Directory Structure

When using the PEARG clusters or the Melbourne Bioinformatics clusters, your files and data should be organised according to the convention described here.

Each project should have its own directory located inside your home directory or a shared location. Your project directory name should be meaningful.

Any shared data such as reference genomes and indices should be stored outside your project directory to avoid unnecessary duplication of data.

Check your project directory

At absolute minimum, please check:

  • is your project name sensible?
  • do you have a README file (or equivalent) in the parent directory of your project directory that contains meaningful information?
  • do you have a data directory (containing your raw data) and a results directory (containing processed data) with files organised in a logical manner?

If you’ve answered no to any of these questions, you may get a stern email in the future.

The motivation behind having a strict structure that all members adhere to for project organisation is transparency. Anyone from the lab should be able to look in your project directory and clearly understand what was run and reproduce your analysis. Most of the time, the person trying to decode what analyses were performed and why will be future you. Cooperate with your future self by leaving verbose notes in README files!

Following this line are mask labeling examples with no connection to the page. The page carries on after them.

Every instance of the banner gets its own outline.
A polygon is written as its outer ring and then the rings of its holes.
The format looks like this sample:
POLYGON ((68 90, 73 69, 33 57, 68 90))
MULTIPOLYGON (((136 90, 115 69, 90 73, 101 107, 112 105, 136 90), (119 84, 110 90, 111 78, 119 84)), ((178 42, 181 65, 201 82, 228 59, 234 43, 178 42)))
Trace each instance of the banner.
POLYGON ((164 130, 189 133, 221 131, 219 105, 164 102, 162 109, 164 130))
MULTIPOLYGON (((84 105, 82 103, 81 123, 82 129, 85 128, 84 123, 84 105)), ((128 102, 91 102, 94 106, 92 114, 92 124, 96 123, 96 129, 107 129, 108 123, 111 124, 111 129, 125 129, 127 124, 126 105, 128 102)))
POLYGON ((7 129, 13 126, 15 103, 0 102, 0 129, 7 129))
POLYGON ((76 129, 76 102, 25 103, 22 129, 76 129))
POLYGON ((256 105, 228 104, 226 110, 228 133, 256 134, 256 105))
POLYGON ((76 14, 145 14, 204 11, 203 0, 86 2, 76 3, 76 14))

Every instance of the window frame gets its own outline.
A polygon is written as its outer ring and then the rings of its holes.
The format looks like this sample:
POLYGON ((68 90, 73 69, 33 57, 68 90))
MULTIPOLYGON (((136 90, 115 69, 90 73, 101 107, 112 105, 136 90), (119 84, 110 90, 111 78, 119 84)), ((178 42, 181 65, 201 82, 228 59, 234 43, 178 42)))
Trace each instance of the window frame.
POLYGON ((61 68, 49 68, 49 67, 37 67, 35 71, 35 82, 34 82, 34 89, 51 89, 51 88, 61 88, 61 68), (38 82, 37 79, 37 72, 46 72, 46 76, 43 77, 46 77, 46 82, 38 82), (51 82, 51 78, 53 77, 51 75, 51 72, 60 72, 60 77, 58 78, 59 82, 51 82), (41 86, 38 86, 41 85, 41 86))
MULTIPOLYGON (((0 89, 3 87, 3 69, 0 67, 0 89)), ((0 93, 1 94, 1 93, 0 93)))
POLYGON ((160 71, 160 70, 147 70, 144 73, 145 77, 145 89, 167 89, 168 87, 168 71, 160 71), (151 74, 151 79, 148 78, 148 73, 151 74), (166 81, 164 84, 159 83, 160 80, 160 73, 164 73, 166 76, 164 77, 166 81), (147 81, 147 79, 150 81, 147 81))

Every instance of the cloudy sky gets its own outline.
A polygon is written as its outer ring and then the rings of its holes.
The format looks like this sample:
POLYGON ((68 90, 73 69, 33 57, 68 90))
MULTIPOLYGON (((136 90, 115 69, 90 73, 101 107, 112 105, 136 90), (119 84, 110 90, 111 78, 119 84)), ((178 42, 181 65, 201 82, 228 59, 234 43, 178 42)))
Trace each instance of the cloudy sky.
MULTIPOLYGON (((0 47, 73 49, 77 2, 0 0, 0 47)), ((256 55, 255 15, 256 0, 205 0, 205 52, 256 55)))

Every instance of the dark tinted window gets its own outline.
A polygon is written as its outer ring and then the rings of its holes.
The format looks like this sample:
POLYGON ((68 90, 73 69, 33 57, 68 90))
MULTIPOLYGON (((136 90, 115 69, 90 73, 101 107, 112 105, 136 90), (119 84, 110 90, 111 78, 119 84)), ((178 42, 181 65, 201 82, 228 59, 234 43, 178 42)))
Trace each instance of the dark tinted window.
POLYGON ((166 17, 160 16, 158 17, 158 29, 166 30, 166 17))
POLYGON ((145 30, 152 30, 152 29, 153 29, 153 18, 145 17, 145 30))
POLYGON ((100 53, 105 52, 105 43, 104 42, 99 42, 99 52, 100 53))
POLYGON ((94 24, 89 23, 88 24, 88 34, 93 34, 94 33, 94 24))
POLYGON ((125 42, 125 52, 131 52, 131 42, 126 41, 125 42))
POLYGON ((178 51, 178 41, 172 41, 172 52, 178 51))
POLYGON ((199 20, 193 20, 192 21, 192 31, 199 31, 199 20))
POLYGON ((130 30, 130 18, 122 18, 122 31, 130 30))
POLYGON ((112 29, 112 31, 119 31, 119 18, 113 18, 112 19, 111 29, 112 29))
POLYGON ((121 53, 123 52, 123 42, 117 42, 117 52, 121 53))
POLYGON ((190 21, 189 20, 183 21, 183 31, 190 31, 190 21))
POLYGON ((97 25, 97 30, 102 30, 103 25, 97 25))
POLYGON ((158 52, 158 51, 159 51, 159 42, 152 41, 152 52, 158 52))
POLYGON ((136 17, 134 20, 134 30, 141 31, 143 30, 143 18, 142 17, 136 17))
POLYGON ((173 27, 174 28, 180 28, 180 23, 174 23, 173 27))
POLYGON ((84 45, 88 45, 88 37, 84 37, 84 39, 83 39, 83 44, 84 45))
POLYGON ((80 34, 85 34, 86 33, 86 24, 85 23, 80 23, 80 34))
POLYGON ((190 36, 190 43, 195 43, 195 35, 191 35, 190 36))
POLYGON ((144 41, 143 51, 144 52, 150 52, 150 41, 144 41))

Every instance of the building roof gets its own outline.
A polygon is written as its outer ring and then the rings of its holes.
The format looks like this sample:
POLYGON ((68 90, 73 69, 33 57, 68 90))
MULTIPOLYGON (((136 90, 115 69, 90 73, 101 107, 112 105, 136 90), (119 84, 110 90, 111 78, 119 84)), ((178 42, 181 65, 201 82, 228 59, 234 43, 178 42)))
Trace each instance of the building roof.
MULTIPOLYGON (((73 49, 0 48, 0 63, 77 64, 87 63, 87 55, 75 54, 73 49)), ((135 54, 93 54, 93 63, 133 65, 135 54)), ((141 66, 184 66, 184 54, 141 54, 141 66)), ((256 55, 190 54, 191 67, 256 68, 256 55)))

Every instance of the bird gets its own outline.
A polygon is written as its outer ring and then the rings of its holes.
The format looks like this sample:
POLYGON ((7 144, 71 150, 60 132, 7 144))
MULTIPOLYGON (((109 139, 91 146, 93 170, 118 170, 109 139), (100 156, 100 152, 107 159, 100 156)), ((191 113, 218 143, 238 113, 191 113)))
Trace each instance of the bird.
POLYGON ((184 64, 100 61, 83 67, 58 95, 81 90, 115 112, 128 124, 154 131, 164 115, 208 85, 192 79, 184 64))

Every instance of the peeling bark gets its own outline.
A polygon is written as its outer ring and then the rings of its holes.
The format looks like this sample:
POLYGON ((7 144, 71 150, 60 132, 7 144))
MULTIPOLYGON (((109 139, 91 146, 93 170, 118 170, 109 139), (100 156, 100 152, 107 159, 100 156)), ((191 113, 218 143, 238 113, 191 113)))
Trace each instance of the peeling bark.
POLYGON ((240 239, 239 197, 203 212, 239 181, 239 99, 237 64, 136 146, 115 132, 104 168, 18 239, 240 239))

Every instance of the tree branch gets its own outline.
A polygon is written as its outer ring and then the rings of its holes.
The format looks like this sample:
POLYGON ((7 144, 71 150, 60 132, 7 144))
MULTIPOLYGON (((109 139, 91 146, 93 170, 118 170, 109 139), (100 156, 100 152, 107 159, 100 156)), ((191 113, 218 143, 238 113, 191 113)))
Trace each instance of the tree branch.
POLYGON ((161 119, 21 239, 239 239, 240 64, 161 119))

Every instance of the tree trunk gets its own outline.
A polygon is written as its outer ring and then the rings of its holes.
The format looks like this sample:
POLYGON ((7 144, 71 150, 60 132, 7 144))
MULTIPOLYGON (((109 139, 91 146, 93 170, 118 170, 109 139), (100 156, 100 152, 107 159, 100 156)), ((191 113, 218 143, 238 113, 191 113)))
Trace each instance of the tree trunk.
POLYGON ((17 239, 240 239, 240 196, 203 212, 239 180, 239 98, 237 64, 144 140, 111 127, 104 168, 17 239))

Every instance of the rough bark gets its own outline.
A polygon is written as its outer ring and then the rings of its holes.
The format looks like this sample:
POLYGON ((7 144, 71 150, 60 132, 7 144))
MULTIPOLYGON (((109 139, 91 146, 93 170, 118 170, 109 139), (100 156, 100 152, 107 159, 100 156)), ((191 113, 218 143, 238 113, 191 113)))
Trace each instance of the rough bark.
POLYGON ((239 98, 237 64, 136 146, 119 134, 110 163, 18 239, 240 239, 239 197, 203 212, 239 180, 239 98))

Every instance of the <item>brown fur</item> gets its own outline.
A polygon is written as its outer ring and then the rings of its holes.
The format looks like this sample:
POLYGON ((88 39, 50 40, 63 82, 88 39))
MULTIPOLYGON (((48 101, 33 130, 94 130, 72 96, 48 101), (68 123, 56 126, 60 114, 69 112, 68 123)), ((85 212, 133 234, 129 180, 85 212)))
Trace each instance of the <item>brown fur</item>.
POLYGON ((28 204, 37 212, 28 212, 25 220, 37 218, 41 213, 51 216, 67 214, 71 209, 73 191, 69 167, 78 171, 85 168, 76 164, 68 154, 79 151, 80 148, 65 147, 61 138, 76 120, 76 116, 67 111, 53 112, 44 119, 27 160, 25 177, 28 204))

While the sysadmin won’t be authoritarian about the precise directory structure, any flagrant disregard for the guidelines (such as dumping all your processing files in the top-level results directory) will be met with consequences.


Filesystem overview

Click on the image to view a larger version of the recommended directory structure or scroll down for another example in text.


Creating a project directory using the template

# TODO: Jess will create a project skeleton in the future

You should rename the directories starting with rename_* into something sensible.


Example directory structure

In this example, our project name is called project_name and is a RAD-seq experiment that was processed using Stacks.

project_name/
├── data/
├── results/
├── scripts/
├── software/
└── README

The directory has four subdirectories: data, results, scripts, and software, and one README file. The README file should be a plain-text file containing basic project information (e.g. what the project is about, what type of data was sequenced).

Data directory

The data directory should contain the raw data received from sequencing. Each library should have it’s own directory containing sequencing files and a text file containing barcodes corresponding to samples. This file is needed for Stacks process_radtags.

project_name/
├── data/
│   ├── library_1_raw_data/
│   │   ├── seqA_R1_001.fastq.gz
│   │   ├── seqA_R2_001.fastq.gz
│   │   └──  library_1_barcodes.txt
│   ├── library_2_raw_data/
│   │   ├── seqB_R1_001.fastq.gz
│   │   ├── seqB_R2_001.fastq.gz
│   │   └── library_2_barcodes.txt
├── results/
├── scripts/
├── software/
└── README

Make files read-only (optional)

The files in your data directory should never be edited.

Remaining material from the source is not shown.